The full text of the Indication of Interest delivered to Station follows:
February 23, 2009
Board of Directors
Station Casinos, Inc.
1505 South Pavilion Center Drive
Las Vegas, NV 89135
Attention: Frank J. Fertitta III, Chairman, President and Chief Executive
Officer
Dear Frank:
Boyd Gaming Corporation is pleased to submit this non-binding preliminary indication of interest with respect to Station Casinos, Inc.
Transaction
Boyd is interested in exploring an acquisition of 100% of the OpCo Assets. In addition, should the Company determine to pursue sale transactions with respect to the PropCo Assets, we would consider an acquisition that includes those assets as well. The terms "OpCo Assets" and "PropCo Assets" are defined below under the heading "General."
Rationale
We believe that Boyd is uniquely qualified to operate the assets of Station. We are dedicated to operating first class casino entertainment facilities and have demonstrated this commitment within the Las Vegas market for over thirty years.

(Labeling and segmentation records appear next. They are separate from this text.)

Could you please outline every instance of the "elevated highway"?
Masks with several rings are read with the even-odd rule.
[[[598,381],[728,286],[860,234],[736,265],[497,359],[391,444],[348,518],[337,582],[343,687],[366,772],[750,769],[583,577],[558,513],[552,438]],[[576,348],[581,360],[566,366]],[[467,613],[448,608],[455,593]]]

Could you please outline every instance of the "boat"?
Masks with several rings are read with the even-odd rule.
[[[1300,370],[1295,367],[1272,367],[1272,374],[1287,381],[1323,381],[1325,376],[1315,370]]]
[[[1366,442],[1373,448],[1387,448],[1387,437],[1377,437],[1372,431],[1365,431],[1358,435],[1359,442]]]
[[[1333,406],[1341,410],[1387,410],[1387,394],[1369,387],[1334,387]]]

Key Assumptions and Value Drivers
This letter is based on publicly available information. We have made numerous assumptions concerning the OpCo Assets, the PropCo Assets and the Land Loan (defined below under the heading "General"). These assumptions include continued operation of the business in the ordinary course.

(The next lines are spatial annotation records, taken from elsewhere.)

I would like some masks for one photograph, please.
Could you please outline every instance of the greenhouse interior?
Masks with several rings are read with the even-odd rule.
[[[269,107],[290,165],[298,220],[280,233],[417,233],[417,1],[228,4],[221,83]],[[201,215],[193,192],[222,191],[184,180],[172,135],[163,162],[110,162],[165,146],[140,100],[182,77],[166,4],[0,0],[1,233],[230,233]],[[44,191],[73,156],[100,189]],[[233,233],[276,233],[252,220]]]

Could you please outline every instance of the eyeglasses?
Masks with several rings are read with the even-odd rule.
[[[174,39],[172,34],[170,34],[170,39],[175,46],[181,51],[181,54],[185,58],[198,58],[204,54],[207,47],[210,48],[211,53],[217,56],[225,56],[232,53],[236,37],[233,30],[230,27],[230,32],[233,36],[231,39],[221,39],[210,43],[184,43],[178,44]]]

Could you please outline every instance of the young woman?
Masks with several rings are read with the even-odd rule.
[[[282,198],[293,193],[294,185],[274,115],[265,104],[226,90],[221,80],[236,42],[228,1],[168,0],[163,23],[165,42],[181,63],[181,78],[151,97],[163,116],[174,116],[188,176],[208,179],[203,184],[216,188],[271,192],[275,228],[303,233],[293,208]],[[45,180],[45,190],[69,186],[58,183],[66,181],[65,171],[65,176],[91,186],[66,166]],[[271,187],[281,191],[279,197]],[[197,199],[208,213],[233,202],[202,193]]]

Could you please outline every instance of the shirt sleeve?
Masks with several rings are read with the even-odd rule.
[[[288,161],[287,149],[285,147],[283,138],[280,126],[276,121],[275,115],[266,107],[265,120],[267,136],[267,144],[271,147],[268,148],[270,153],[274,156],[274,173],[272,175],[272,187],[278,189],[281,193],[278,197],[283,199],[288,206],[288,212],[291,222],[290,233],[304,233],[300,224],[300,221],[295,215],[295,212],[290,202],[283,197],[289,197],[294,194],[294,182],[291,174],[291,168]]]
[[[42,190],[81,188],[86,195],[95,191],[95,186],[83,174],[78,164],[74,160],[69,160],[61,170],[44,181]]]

There are certain key drivers and assumptions that may change our views, either positively or negatively, which we plan to further investigate during a formal due diligence process.
Valuation
Based on available public information, we estimate that the enterprise value of the OpCo Assets is approximately $950 million. Subject to the completion of a due diligence review to Boyd's satisfaction, including confirmation of the estimated enterprise value of the OpCo Assets, Boyd would be prepared to offer this amount in cash to existing stakeholders to acquire the OpCo Assets following, or as part of, the reorganization of Station. We believe this value would present a superior recovery to the unsecured creditors of Station versus the current Exchange Offer as outlined in the Company's Form 8-K filed on February 4, 2009. We would be interested in pursing a transaction to acquire the Station assets as either a "stalking horse bidder" pursuant to Section 363 of the Bankruptcy Code or, as a co-sponsor or plan proponent (with Station or other applicable debtor) in a consensual plan of reorganization or, in the alternative, as a competing plan proponent, in each case pursuant to Chapter 11 of the Bankruptcy Code.
Financing
As of December 31, 2008, Boyd had approximately $2 billion in available liquidity under its Revolving Credit Facility. We have sufficient liquidity to finance a cash transaction consistent with the terms outlined in this Proposal.
Boyd Gaming Corporation is a multi-jurisdictional gaming company. [SM]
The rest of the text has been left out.